Interview de Laurent Mottron sur la pensée des autistes.
Contrairement aux sourds qui ont créé de toutes pièces leur langage, les personnes autistes partent du langage et des objets de l'environnement auxquel ils sont exposés pour créer un univers qu'ils peuvent traiter. (...) La socialisation des sourds se fait par les gestes, la socialisation des autistes se fait par l'écrit.
La thèse que nous défendons ici est que les souffrances psychologiques des personnes avec TEDSI - leur anxiété, leur dépression, leurs colères, les moments d'intense désarroi qu'ils éprouvent tout au long de leur vie - découlent directement de leur confrontation au monde des non-autistes et des particularités de leur traitement de l'information.
Les non-autistes appartiennent à un monde où ils sont majoritaires. Ceci leur donne des droits et des devoirs. Dans un système de santé et d'éducation occidental, une personne autiste, de par sa différence, se trouve considérée comme porteuse d'un handicap, ou d'une maladie.
En plus de rendre accessible des connaissances scientifiques actuelles en matière d'autisme, un des buts de cet ouvrage est de prendre position en faveur d'une conception de l'autisme comme « différence caractérisant une minorité constitutive de la diversité de l'humain » et non comme une maladie ou même comme handicap. Seul le composant « déficience intellectuelle », lorsqu'il existe de façon stabilisée dans l'autisme, représente un handicap.

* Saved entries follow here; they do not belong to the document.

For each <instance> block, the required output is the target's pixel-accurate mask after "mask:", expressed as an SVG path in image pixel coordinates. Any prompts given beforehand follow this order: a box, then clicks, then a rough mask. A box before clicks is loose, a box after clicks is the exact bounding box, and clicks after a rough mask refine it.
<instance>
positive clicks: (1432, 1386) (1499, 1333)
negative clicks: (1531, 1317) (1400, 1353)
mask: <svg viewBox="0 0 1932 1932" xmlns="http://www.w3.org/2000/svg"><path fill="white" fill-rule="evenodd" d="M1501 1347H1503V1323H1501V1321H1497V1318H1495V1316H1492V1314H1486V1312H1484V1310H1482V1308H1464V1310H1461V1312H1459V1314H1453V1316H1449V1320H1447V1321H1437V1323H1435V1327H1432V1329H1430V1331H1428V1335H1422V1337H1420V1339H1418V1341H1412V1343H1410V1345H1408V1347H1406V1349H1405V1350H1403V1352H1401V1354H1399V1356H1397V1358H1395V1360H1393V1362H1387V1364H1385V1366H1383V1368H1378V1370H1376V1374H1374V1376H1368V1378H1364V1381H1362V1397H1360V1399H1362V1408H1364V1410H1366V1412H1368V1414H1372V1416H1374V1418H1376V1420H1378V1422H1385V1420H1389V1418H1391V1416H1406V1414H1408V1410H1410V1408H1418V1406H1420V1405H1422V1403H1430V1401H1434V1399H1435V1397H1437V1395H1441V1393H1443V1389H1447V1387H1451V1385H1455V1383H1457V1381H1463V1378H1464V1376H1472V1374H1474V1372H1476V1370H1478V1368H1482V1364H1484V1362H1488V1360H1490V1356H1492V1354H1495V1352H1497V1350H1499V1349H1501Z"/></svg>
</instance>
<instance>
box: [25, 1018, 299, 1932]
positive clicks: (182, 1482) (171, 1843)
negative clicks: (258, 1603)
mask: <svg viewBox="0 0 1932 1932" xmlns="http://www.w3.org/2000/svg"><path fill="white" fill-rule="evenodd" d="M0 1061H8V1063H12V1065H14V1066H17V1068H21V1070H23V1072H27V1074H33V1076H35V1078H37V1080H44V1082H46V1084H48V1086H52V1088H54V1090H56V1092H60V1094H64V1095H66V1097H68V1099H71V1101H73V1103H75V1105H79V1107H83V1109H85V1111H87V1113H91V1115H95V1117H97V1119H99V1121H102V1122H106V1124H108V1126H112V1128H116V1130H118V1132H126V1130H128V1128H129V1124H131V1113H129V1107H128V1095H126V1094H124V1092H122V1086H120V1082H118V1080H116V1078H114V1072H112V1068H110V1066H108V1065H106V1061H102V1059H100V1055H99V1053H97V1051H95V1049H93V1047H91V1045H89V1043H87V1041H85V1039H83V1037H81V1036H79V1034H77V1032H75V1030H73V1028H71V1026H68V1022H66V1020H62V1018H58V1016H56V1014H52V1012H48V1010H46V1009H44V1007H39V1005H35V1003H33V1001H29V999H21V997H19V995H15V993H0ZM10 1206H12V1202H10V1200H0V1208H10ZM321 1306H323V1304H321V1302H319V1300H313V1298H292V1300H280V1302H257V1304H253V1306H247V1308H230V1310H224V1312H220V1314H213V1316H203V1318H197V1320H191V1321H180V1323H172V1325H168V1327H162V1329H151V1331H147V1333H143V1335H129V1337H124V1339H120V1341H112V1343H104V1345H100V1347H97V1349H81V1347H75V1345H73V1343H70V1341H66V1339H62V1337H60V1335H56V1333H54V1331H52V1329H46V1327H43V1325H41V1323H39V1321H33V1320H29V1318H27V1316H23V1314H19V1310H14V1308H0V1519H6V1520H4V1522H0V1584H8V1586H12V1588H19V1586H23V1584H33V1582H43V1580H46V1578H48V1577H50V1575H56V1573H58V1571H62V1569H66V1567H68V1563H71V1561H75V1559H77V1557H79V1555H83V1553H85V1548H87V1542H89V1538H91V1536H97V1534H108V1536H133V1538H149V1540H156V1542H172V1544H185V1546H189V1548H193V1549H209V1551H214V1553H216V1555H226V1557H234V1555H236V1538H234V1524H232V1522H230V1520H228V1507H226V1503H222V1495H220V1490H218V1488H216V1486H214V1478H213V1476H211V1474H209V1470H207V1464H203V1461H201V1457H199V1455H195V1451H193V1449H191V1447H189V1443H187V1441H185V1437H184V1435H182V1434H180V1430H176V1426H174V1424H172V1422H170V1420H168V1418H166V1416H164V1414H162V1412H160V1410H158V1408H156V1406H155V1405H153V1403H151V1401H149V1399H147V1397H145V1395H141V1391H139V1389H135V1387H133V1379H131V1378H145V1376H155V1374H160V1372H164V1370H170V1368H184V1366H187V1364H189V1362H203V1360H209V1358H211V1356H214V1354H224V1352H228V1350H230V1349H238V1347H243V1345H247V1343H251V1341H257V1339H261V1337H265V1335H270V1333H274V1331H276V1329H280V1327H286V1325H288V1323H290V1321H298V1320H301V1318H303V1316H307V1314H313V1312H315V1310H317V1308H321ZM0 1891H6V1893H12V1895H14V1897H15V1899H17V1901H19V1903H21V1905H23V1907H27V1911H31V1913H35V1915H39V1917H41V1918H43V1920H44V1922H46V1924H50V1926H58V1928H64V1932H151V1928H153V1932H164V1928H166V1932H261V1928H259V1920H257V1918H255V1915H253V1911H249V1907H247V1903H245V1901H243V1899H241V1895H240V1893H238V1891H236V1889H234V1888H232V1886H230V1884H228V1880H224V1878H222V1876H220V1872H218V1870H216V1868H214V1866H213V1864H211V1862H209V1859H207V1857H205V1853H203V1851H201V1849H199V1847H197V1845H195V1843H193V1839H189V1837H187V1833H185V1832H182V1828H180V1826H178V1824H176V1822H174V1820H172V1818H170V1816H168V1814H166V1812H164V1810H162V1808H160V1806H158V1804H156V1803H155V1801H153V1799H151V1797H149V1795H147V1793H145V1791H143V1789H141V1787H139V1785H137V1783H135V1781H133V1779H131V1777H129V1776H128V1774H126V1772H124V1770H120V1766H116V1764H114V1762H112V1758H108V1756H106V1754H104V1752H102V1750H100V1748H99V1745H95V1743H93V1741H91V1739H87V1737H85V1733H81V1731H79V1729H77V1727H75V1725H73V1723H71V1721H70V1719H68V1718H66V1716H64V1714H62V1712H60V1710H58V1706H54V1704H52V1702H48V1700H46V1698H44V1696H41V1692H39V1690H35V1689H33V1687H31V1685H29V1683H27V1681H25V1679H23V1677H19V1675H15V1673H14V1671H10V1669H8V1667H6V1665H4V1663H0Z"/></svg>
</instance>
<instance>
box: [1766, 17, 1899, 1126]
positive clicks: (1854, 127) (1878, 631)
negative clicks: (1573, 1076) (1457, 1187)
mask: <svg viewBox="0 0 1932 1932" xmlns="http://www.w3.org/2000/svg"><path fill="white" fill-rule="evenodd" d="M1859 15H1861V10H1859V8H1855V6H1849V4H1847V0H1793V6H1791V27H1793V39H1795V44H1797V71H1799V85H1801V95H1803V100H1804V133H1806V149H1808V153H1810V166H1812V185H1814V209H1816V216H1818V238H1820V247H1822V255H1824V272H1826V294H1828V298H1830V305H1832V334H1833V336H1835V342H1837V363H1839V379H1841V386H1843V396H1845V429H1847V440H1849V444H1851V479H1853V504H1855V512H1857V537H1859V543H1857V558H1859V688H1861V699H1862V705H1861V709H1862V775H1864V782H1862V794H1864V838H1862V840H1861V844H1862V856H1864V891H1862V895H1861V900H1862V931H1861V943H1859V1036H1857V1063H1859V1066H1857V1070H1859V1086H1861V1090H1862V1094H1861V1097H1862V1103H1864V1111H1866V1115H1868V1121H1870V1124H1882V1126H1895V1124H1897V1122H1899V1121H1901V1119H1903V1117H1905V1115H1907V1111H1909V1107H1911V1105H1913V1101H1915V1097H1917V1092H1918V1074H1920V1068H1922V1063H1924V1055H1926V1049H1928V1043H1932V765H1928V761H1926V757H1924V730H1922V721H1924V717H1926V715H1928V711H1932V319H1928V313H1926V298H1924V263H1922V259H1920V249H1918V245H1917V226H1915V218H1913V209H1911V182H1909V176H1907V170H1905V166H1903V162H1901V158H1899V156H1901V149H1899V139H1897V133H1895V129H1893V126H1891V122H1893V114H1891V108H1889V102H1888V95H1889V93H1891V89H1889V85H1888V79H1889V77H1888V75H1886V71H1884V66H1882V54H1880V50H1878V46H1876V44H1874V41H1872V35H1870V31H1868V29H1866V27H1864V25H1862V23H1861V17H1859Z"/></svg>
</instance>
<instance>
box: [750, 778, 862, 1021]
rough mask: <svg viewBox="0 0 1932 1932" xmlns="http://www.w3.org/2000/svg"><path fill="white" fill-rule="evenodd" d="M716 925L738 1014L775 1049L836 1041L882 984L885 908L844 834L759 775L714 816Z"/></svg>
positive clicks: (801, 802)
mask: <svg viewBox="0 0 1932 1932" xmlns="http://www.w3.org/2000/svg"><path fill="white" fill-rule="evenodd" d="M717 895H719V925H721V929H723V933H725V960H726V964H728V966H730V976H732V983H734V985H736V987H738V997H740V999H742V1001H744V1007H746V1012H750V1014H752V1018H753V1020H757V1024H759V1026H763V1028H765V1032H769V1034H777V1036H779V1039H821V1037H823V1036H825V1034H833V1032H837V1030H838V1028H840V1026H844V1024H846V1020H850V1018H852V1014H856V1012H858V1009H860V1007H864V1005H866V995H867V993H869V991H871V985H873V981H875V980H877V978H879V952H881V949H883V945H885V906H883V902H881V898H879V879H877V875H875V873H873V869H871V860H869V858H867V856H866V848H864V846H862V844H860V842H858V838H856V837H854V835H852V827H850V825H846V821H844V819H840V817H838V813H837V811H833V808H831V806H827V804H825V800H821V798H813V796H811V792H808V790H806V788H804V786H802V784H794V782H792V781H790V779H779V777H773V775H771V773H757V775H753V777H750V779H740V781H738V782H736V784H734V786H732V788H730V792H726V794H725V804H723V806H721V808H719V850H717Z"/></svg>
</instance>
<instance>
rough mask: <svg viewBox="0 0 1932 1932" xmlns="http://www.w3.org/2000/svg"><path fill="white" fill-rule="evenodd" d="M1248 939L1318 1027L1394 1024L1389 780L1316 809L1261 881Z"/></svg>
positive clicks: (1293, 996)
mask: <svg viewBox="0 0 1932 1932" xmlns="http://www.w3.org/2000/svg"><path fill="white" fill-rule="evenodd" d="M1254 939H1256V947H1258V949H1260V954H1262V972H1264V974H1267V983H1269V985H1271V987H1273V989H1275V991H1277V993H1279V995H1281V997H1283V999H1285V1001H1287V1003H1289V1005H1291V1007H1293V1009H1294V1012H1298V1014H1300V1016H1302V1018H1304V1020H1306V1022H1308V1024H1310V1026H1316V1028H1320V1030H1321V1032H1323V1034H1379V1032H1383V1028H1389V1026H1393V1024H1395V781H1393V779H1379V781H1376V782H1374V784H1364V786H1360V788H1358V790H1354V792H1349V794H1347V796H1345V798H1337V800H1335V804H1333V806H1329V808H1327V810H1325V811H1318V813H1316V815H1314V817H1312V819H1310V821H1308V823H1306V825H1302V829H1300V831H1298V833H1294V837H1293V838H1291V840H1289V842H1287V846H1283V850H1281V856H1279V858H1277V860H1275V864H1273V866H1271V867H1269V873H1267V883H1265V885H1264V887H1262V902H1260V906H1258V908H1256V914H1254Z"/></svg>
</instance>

C'est donc également notre rôle de défendre une conception du support aux autistes dans laquelle l'intégration au monde dominant s'accompagne d'une valorisation de cette différence.
Le but du support (aux personnes autistes) n'est pas de les rendre pareils aux non-autistes mais de leur permettre d'accèder aux matériaux qui constituent la culture humaine au sens large, incluant la leur.
La transmissions aux autistes de la culture et des valeurs de la majorité doit permettre d'accepter qu'ils détournent cette culture et ces valeurs, et qu'ils ne les utilisent pas de la même façon que des personnes typiques.
L'accès au statut de minorité - celui que les plus éclairés des personnes autistes défendent actuellement, et celui que nous soutenons - nécessite un long chemin, et l'abandon de multiples préjugés.
Dans le modèle de l'autisme comme variant développemental, on intervient sur les signes non sociaux, partiellement distincts de ceux par lesquels on diagnostique l'autisme. On n'attribue pas le déficit adaptatatif de l'autisme en premier lieu à ses signes sociaux ; on attribue l'ensemble des atypies autistiques à un mécanisme "domaine général", indépendant de la distinction entre cognition sociale et cognition non sociale.
Familles et professionnels se doivent d'observer l'enfant dans un milieu enrichi de matériel susceptible de l'intéresser, afin de détecter ses intérêts, en se débarrassant des grilles de lecture diagnostiques ou, évidemment, psychanalytiques.